In simpler terms, Greece is up to its ears in debt and a default could cause significant collateral damage. But exactly how much is difficult to determine, because it is not known how much of the total debt payments, if any, will be forsaken and how any future burden will be distributed and translated into consequences for European banks.
Perhaps the best gauge of potential damage (or what the market expects) is to simply look at market action in recent days, as the Greek debt crisis has come closer to another inflection point.
Thus far, investors in European stocks aren’t seeing a worst-case scenario anytime soon. For reference, one of the biggest funds that invests in European stocks, Vanguard European Stock Index Fund (VEURX), is up more than 6% year-to-date, which doubles that of the S&P 500 index, its U.S. counterpart.

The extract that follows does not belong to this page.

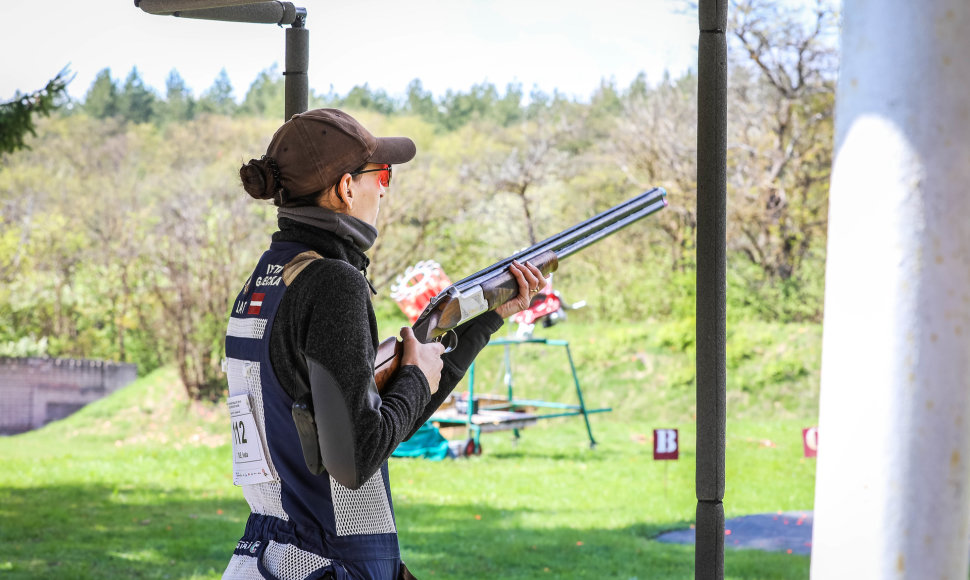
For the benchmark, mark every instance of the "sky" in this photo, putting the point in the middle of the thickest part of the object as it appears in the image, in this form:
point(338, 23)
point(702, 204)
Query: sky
point(566, 45)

However, the global bond market is a different story. For example, the iShares International Treasury Bond ETF (NASDAQ: IGOV), has a negative 7% price movement on the year. U.S. bonds, as measured by iShares Core U.S. Aggregate Bond ETF (NYSEArca: AGG), are just slightly in the red, at negative 0.23% on the year.
How to Keep a Greece Meltdown from Hurting Your Portfolio
The Greek debt crisis has been around since 2009, when the worst of the Great Recession was being felt around the world. But economies in the U.S. and abroad have generally strengthened, and investors have mostly been rewarded in recent years for ignoring the ongoing and often contentious talks between Greek leaders and the European creditors.
While things can certainly get worse with the Greek debt crisis – and intermittent volatility in stock prices is expected at a minimum as the saga unfolds – the best bet for investors is to stick with the simplicity and power of a diversified portfolio and to maintain a long-term perspective.
Unless your portfolio is heavily weighted to European bank stocks and high-yield global bonds, your short-term price risk is not significant.
The bottom line is that uncertainty is almost always an adversary of the stock investor. But the worst enemy of the investor is often himself. The most damage done to a portfolio more often than not is to abandon long-term goals for fear of a short-term price decline.
As of this writing, Kent Thune did not personally hold a position in any of the aforementioned securities. However he holds AGG in some client accounts. Under no circumstances does this information represent a recommendation to buy or sell securities.